4.4. assemble_denovo

Assisted de novo viral genome assembly from raw reads.

4.4.1. Inputs

4.4.1.1. Required inputs

assemble_denovo.assemble.spades_n_reads
Int — Default: 10000000
Subsample reads threshold prior to assembly. Default set to 10000000

assemble_denovo.reads_unmapped_bams
Array[File]+ — Default: None
???

assemble_denovo.reference_genome_fasta
Array[File]+ — Default: None
After denovo assembly, large contigs are scaffolded against a reference genome to determine orientation and to join contigs together, before further polishing by reads. You must supply at least one reference genome (all segments/chromomes in a single fasta file). If more than one reference is provided, contigs will be scaffolded against all of them and the one with the most complete assembly will be chosen for downstream polishing.

assemble_denovo.trim_clip_db
File — Default: None
???

4.4.1.2. Other common inputs

assemble_denovo.refine.trim_coords_bed
File? — Default: None
optional primers to trim in reference coordinate space (0-based BED format)

assemble_denovo.scaffold.min_length_fraction
Float? — Default: None
This step will fail with a PoorAssemblyError if the total end-to-end genome length in the output genome (inclusive of interior Ns) is less than this fraction of the length of the reference genome selected. Valid values are fractions from 0 to 1, default value is 0.5.

assemble_denovo.scaffold.min_unambig
Float? — Default: None
This step will fail with a PoorAssemblyError if the total number of unambiguous bases in the output genome (exclusive of interior Ns) is less than this fraction of its end-to-end length (inclusive of interior Ns). Valid values are fractions from 0 to 1, default value is 0.5.

4.4.1.3. Advanced inputs

Show/Hide

assemble_denovo.refine.call_consensus.mark_duplicates
Boolean — Default: false
Instead of removing duplicates, simply marks them.

assemble_denovo.refine.ivar_trim.min_keep_length
Int? — Default: None
Minimum length of read to retain after trimming (Default: 30)

assemble_denovo.refine.ivar_trim.min_quality
Int? — Default: 1
Minimum quality threshold for sliding window to pass (Default: 20)

assemble_denovo.refine.ivar_trim.sliding_window
Int? — Default: None
Width of sliding window for quality trimming (Default: 4)

assemble_denovo.scaffold.nucmer_max_gap
Int? — Default: None
When scaffolding contigs to the reference via nucmer, this specifies the -g parameter to nucmer (the maximum allowed gap between adjacent matches in a cluster). Our default is 200 (up from nucmer default of 90), mummer documentation suggests it is valid to increase up to 1000 to allow for more diversity.

assemble_denovo.scaffold.nucmer_min_cluster
Int? — Default: None
When scaffolding contigs to the reference via nucmer, this specifies the -c parameter to nucmer (minimum cluster length). Our default is the nucmer default of 65 bp.

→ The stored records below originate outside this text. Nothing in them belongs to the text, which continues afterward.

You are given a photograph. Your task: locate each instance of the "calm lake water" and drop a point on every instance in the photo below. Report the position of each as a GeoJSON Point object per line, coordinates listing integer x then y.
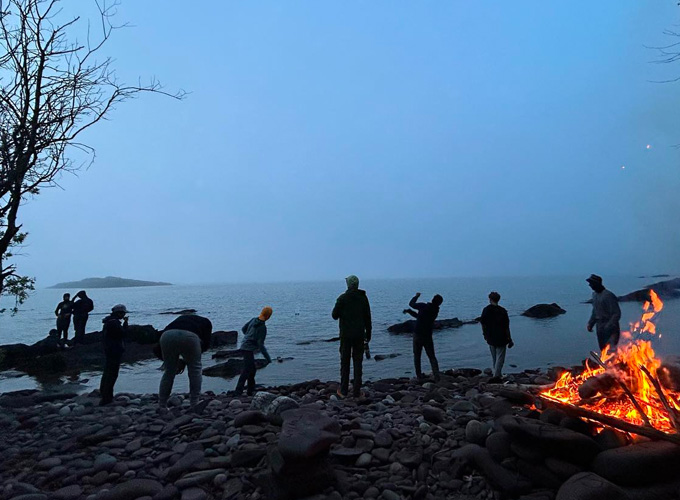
{"type": "Point", "coordinates": [302, 312]}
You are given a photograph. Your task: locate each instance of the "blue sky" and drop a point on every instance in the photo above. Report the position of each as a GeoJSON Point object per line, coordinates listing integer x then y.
{"type": "Point", "coordinates": [383, 138]}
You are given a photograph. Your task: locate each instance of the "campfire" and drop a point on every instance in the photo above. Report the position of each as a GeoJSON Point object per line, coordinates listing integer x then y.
{"type": "Point", "coordinates": [621, 387]}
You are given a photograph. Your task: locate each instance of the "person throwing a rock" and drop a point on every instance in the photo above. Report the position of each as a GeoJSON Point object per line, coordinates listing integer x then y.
{"type": "Point", "coordinates": [496, 329]}
{"type": "Point", "coordinates": [425, 314]}
{"type": "Point", "coordinates": [180, 346]}
{"type": "Point", "coordinates": [606, 314]}
{"type": "Point", "coordinates": [354, 312]}
{"type": "Point", "coordinates": [82, 307]}
{"type": "Point", "coordinates": [254, 335]}
{"type": "Point", "coordinates": [63, 313]}
{"type": "Point", "coordinates": [114, 330]}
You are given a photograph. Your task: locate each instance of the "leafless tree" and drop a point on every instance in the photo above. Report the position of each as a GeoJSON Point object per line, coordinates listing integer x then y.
{"type": "Point", "coordinates": [53, 87]}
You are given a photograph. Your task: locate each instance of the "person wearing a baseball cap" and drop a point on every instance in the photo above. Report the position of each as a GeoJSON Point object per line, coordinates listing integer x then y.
{"type": "Point", "coordinates": [115, 326]}
{"type": "Point", "coordinates": [354, 312]}
{"type": "Point", "coordinates": [606, 314]}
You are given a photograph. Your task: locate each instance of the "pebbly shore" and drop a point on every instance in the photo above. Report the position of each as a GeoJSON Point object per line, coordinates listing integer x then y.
{"type": "Point", "coordinates": [460, 438]}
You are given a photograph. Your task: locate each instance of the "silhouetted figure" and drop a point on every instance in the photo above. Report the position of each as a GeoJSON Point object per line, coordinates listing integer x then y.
{"type": "Point", "coordinates": [496, 328]}
{"type": "Point", "coordinates": [606, 314]}
{"type": "Point", "coordinates": [63, 313]}
{"type": "Point", "coordinates": [115, 326]}
{"type": "Point", "coordinates": [181, 344]}
{"type": "Point", "coordinates": [254, 335]}
{"type": "Point", "coordinates": [425, 315]}
{"type": "Point", "coordinates": [82, 306]}
{"type": "Point", "coordinates": [354, 312]}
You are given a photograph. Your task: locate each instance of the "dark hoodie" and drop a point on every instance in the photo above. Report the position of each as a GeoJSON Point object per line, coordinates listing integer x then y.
{"type": "Point", "coordinates": [354, 312]}
{"type": "Point", "coordinates": [114, 333]}
{"type": "Point", "coordinates": [254, 333]}
{"type": "Point", "coordinates": [195, 324]}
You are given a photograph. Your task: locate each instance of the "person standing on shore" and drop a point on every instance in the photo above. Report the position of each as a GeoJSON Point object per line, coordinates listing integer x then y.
{"type": "Point", "coordinates": [181, 344]}
{"type": "Point", "coordinates": [496, 329]}
{"type": "Point", "coordinates": [254, 335]}
{"type": "Point", "coordinates": [606, 314]}
{"type": "Point", "coordinates": [115, 327]}
{"type": "Point", "coordinates": [354, 312]}
{"type": "Point", "coordinates": [63, 313]}
{"type": "Point", "coordinates": [422, 336]}
{"type": "Point", "coordinates": [82, 306]}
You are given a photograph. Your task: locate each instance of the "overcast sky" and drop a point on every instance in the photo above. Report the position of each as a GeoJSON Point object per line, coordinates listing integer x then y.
{"type": "Point", "coordinates": [382, 138]}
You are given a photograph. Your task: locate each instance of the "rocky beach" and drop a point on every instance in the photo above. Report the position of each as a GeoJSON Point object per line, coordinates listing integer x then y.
{"type": "Point", "coordinates": [461, 438]}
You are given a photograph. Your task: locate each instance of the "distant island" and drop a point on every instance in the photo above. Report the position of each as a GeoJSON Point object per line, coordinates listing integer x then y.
{"type": "Point", "coordinates": [108, 282]}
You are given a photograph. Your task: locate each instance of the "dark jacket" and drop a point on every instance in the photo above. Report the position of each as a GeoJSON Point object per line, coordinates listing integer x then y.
{"type": "Point", "coordinates": [82, 307]}
{"type": "Point", "coordinates": [195, 324]}
{"type": "Point", "coordinates": [496, 326]}
{"type": "Point", "coordinates": [606, 312]}
{"type": "Point", "coordinates": [254, 334]}
{"type": "Point", "coordinates": [425, 317]}
{"type": "Point", "coordinates": [113, 335]}
{"type": "Point", "coordinates": [354, 312]}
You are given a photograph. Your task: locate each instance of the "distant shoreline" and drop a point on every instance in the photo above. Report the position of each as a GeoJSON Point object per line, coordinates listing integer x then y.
{"type": "Point", "coordinates": [108, 282]}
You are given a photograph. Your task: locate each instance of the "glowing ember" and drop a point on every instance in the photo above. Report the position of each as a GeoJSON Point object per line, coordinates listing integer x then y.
{"type": "Point", "coordinates": [622, 365]}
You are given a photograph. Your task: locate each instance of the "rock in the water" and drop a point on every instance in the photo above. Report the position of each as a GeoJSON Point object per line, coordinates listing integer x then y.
{"type": "Point", "coordinates": [307, 433]}
{"type": "Point", "coordinates": [230, 368]}
{"type": "Point", "coordinates": [639, 464]}
{"type": "Point", "coordinates": [590, 486]}
{"type": "Point", "coordinates": [221, 338]}
{"type": "Point", "coordinates": [541, 311]}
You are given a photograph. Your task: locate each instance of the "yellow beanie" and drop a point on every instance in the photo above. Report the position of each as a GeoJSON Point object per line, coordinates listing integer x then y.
{"type": "Point", "coordinates": [266, 313]}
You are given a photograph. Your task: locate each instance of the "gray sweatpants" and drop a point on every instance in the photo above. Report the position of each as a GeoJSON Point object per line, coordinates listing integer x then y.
{"type": "Point", "coordinates": [498, 358]}
{"type": "Point", "coordinates": [176, 343]}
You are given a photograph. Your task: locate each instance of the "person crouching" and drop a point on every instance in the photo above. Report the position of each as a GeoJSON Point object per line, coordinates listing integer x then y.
{"type": "Point", "coordinates": [181, 344]}
{"type": "Point", "coordinates": [254, 334]}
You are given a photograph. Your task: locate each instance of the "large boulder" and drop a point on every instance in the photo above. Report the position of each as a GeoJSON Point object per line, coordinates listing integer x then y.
{"type": "Point", "coordinates": [307, 433]}
{"type": "Point", "coordinates": [542, 311]}
{"type": "Point", "coordinates": [230, 368]}
{"type": "Point", "coordinates": [590, 486]}
{"type": "Point", "coordinates": [550, 439]}
{"type": "Point", "coordinates": [410, 325]}
{"type": "Point", "coordinates": [221, 338]}
{"type": "Point", "coordinates": [639, 464]}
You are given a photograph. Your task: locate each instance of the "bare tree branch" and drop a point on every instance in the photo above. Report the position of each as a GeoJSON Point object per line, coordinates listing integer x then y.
{"type": "Point", "coordinates": [52, 89]}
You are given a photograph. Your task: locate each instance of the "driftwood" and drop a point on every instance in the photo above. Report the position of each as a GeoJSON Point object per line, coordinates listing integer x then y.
{"type": "Point", "coordinates": [617, 423]}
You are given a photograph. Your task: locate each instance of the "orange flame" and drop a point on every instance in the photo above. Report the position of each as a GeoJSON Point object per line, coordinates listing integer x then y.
{"type": "Point", "coordinates": [623, 363]}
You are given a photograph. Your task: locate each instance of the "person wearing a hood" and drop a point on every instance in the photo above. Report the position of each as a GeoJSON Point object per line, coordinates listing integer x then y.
{"type": "Point", "coordinates": [354, 312]}
{"type": "Point", "coordinates": [181, 344]}
{"type": "Point", "coordinates": [606, 314]}
{"type": "Point", "coordinates": [115, 327]}
{"type": "Point", "coordinates": [254, 335]}
{"type": "Point", "coordinates": [63, 312]}
{"type": "Point", "coordinates": [496, 330]}
{"type": "Point", "coordinates": [422, 336]}
{"type": "Point", "coordinates": [82, 307]}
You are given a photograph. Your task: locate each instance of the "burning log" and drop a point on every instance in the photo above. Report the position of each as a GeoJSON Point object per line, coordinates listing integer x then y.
{"type": "Point", "coordinates": [630, 395]}
{"type": "Point", "coordinates": [614, 422]}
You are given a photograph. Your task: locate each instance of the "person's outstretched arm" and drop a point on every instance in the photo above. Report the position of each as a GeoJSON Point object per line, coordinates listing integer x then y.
{"type": "Point", "coordinates": [337, 310]}
{"type": "Point", "coordinates": [414, 302]}
{"type": "Point", "coordinates": [367, 321]}
{"type": "Point", "coordinates": [262, 335]}
{"type": "Point", "coordinates": [412, 313]}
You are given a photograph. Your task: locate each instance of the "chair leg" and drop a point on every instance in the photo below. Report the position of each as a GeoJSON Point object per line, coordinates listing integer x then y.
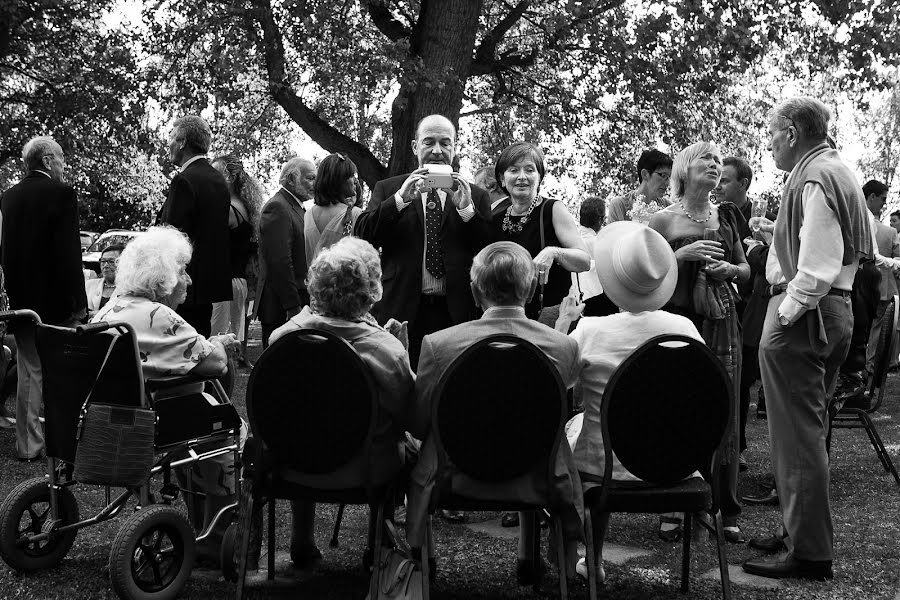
{"type": "Point", "coordinates": [723, 560]}
{"type": "Point", "coordinates": [245, 522]}
{"type": "Point", "coordinates": [271, 542]}
{"type": "Point", "coordinates": [686, 531]}
{"type": "Point", "coordinates": [561, 558]}
{"type": "Point", "coordinates": [536, 549]}
{"type": "Point", "coordinates": [375, 578]}
{"type": "Point", "coordinates": [337, 526]}
{"type": "Point", "coordinates": [589, 554]}
{"type": "Point", "coordinates": [881, 450]}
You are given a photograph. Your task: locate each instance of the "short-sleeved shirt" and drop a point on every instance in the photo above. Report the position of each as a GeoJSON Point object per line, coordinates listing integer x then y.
{"type": "Point", "coordinates": [168, 345]}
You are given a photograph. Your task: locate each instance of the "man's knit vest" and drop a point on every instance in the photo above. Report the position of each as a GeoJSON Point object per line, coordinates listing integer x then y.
{"type": "Point", "coordinates": [822, 165]}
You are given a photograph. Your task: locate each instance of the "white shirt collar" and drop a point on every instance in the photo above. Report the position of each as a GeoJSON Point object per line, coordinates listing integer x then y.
{"type": "Point", "coordinates": [193, 159]}
{"type": "Point", "coordinates": [291, 194]}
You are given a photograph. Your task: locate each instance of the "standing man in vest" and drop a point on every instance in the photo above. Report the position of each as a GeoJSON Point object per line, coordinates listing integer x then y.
{"type": "Point", "coordinates": [821, 233]}
{"type": "Point", "coordinates": [42, 263]}
{"type": "Point", "coordinates": [887, 243]}
{"type": "Point", "coordinates": [197, 204]}
{"type": "Point", "coordinates": [427, 239]}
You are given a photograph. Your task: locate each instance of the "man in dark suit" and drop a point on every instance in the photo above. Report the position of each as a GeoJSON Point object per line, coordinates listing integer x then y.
{"type": "Point", "coordinates": [42, 262]}
{"type": "Point", "coordinates": [197, 204]}
{"type": "Point", "coordinates": [427, 239]}
{"type": "Point", "coordinates": [281, 291]}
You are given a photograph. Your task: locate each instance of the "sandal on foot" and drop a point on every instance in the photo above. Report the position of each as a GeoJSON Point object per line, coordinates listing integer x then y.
{"type": "Point", "coordinates": [581, 571]}
{"type": "Point", "coordinates": [669, 534]}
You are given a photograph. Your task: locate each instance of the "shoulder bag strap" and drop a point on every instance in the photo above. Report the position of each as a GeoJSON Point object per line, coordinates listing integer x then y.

assemble_denovo.scaffold.nucmer_min_match
Int? — Default: None
When scaffolding contigs to the reference via nucmer, this specifies the -l parameter to nucmer (the minimal size of a maximal exact match). Our default is 10 (down from nucmer default of 20) to allow for more divergence.

assemble_denovo.scaffold.replace_length
Int — Default: 55
The first and last replace_length base pairs of each segment in the output genome will be replaced with the equivalent sequences in the reference genome as a mechanism to handle common assembly errors in repetitive or inverted regions that are common to chromosome/segment ends. Valid values are any non-negative integer. Default is 55 bp.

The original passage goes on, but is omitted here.